Green’s 218 yards breaks own team rushing record
Monday, December 29, 2003
By Dylan B. Tomlinson
On Ahman Green’s first big run of the day he looked back one too many times.
He didn’t make the same mistake twice.
In the third quarter, Green scrambled for 47 yards before being caught at the 7-yard line by Denver cornerback Lenny Walls. On Green Bay’s first drive of the fourth quarter, Green took the ball and ran off right guard for a 98-yard touchdown up the sideline.
This time, there was no catching him.
“I took one too many peeks the first time,” Green said. “I took just one peek the second time.”
The beginning of the fourth quarter saw the Denver Broncos deep in Green Bay territory, threatening to score their first touchdown of the game. But, on fourth down the pass from Danny Kanell to Charlie Adams fell incomplete and the Packers took over on downs.

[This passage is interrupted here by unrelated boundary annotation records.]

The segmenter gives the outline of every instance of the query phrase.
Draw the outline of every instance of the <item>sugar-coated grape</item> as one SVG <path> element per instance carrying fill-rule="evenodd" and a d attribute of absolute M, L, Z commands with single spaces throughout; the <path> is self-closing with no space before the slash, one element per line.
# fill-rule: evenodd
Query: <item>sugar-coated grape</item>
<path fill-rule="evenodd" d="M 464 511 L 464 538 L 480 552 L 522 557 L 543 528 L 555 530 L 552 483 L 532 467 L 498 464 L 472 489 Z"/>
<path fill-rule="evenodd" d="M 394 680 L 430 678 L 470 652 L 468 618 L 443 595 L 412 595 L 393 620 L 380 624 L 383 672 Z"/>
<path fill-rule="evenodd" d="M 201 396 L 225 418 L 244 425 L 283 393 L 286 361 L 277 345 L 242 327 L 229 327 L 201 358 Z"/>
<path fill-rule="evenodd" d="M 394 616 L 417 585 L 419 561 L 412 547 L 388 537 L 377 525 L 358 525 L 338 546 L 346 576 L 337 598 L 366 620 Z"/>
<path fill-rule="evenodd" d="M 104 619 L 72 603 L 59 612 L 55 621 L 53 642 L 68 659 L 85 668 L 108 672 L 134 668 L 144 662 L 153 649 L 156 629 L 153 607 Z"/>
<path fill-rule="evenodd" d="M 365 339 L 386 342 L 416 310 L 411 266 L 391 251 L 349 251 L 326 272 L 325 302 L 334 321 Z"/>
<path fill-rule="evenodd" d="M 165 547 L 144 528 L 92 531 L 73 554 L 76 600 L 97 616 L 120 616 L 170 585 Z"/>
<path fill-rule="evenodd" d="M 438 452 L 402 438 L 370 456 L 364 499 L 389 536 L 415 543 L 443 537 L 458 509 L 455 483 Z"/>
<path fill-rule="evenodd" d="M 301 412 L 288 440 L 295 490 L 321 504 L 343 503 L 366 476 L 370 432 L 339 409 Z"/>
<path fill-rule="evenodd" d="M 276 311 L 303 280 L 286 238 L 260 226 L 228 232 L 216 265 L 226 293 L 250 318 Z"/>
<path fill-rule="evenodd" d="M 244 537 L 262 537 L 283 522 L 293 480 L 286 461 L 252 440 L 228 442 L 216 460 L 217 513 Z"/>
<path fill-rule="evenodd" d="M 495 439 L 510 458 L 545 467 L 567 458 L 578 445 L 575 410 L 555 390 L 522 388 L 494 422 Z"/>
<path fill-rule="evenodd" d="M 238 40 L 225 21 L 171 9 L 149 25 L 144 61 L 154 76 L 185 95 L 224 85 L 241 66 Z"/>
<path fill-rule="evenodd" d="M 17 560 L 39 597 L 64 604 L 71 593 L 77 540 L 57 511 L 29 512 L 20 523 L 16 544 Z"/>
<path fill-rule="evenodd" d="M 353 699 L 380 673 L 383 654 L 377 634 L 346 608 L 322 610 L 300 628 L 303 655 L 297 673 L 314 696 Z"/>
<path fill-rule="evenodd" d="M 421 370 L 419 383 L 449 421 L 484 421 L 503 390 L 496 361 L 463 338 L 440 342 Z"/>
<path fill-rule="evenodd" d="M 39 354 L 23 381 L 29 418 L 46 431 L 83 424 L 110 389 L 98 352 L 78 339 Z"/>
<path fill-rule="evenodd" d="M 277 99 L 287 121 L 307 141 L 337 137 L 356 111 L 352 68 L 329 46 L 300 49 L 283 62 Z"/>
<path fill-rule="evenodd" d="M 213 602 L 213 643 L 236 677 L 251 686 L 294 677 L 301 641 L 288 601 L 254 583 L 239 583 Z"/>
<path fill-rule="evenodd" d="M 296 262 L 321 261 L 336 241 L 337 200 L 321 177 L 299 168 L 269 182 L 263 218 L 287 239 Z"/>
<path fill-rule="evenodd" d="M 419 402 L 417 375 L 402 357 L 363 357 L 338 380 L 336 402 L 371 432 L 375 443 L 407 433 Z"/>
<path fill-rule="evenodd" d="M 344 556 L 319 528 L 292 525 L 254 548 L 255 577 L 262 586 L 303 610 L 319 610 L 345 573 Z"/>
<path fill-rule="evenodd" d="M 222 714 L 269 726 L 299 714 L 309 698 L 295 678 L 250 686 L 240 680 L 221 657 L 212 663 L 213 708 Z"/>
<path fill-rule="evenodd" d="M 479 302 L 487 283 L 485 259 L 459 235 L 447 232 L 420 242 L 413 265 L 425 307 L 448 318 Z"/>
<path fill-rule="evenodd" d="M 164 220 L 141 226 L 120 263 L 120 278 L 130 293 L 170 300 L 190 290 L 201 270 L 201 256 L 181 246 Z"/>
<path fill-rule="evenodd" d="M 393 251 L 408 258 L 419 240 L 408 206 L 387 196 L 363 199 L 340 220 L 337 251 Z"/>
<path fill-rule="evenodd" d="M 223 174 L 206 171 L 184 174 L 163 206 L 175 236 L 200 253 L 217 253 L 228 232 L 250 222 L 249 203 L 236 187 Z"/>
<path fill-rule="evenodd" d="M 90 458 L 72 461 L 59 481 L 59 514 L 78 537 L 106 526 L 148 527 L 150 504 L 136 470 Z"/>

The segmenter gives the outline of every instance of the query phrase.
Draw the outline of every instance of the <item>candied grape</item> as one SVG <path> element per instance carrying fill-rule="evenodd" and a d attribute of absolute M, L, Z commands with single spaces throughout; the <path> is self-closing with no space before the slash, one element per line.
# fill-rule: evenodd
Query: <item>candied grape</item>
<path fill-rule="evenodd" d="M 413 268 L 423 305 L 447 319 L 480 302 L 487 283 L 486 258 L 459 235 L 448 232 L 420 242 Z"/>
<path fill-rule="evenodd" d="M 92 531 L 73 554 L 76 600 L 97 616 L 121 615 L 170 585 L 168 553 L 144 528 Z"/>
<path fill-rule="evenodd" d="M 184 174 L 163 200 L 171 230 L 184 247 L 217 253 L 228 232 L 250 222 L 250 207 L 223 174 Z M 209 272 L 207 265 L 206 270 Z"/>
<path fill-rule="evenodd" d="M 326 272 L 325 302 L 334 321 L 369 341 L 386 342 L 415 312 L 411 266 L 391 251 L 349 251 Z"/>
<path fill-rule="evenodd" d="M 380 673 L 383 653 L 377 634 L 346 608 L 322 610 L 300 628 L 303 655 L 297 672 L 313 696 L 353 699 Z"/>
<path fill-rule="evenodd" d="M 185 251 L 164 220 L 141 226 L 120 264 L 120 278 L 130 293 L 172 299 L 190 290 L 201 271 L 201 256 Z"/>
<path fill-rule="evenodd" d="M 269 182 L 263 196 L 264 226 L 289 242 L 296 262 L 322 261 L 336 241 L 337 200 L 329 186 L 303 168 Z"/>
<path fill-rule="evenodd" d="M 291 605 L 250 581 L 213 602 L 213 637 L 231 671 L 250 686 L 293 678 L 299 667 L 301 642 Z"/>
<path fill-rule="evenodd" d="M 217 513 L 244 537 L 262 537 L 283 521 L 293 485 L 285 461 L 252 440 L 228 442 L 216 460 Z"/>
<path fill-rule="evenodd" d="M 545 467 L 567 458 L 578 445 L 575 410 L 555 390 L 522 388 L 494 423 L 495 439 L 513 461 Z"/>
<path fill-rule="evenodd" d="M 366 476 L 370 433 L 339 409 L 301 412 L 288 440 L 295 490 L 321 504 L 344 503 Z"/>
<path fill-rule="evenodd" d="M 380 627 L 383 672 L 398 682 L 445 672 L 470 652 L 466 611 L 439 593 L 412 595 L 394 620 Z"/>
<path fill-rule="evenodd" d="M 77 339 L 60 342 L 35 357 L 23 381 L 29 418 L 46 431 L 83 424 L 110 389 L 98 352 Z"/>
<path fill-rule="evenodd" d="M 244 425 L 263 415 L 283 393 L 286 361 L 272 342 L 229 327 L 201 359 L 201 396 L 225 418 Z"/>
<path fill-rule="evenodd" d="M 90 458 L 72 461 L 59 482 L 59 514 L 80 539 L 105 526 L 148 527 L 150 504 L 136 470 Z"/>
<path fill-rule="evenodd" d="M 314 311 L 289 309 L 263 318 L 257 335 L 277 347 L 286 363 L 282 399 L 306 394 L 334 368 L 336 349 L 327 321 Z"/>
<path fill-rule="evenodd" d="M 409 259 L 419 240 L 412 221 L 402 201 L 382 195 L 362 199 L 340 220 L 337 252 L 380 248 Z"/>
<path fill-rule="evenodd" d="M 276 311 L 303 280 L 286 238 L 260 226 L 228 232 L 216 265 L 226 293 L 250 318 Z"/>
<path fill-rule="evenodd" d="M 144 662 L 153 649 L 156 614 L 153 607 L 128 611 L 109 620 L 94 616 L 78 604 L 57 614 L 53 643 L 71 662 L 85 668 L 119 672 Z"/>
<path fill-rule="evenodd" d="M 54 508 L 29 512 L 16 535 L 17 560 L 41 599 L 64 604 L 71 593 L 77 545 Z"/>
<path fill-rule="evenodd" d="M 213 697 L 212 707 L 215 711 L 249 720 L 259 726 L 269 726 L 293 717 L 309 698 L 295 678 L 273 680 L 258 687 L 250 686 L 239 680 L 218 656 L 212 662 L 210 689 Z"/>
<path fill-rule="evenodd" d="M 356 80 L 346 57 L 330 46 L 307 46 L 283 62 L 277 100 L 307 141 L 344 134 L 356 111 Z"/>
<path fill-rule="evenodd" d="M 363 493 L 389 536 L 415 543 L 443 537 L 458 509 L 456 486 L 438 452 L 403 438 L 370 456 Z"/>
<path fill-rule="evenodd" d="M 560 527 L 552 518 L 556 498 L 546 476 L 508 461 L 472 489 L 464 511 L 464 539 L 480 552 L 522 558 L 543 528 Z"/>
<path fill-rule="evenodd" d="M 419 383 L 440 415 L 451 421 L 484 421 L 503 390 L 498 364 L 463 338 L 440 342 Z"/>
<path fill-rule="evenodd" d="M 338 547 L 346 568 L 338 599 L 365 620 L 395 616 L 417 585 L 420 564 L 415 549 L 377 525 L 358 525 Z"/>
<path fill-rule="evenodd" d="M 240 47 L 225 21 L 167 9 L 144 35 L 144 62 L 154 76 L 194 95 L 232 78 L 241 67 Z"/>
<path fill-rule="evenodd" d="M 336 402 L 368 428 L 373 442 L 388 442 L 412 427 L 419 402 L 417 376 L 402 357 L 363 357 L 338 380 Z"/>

“Did I expect to score on the next play? Absolutely not,” Packers quarterback Brett Favre said.
“I just wanted for us to get a little room to punt it and then I turned around and saw Ahman around the 50.”
The run was the longest in team history, beating the previous record of 97 set by Andy Uram against the Chicago Cardinals on Oct. 8, 1939.
In the first half, the Packers didn’t have a great deal of success running the ball. Green had a respectable 52 yards on 14 carries, but had not broken a run of more than 10 yards.
“We were a shoestring tackle away from breaking one early,” Sherman said. “Our patience in the run game paid off for us.”
For Green, his record-setting day wasn’t limited to the 98-yard run. He rushed for a franchise-record 218 yards on just 20 carries for a 10.9 average. Green broke his own single-game record of 192 yards set earlier this season against the Philadelphia Eagles.
Green’s timing could not have been better. Favre said the strong winds at Lambeau threw off his passing game a bit, so it was crucial that the running game was able to control the game’s tempo.
“The running game needed to dominate,” Favre said. “We did a lot more than just dominate.”
With a pair of touchdowns on Sunday, Green also set a team record for touchdowns during a season, with 20. Jim Taylor set the previous record of 19 in 1962.
With 1,883 yards rushing, 20 touchdowns and 10 100-yard games, Green had the best season by a running back in team history, and one eclipsed by only a few in NFL history.
He also became the first Packers running back to lead the NFC in rushing since John Brockington did it in 1973.
None of that seemed to matter to Green, who just shrugged it off when told of all of the records he broke Sunday.
“The biggest thing is the win,” Green said. “None of this other stuff matters at all. I don’t think anybody would have cared about anything any of us did if we didn’t make the playoffs.”
With the Packers now heading to the postseason, Green said he expects himself and the rest of his teammates to bring their play up another notch.
“That’s what we’re going to have to do if we’re going to win,” Green said. “In the playoffs the intensity switches to another gear.”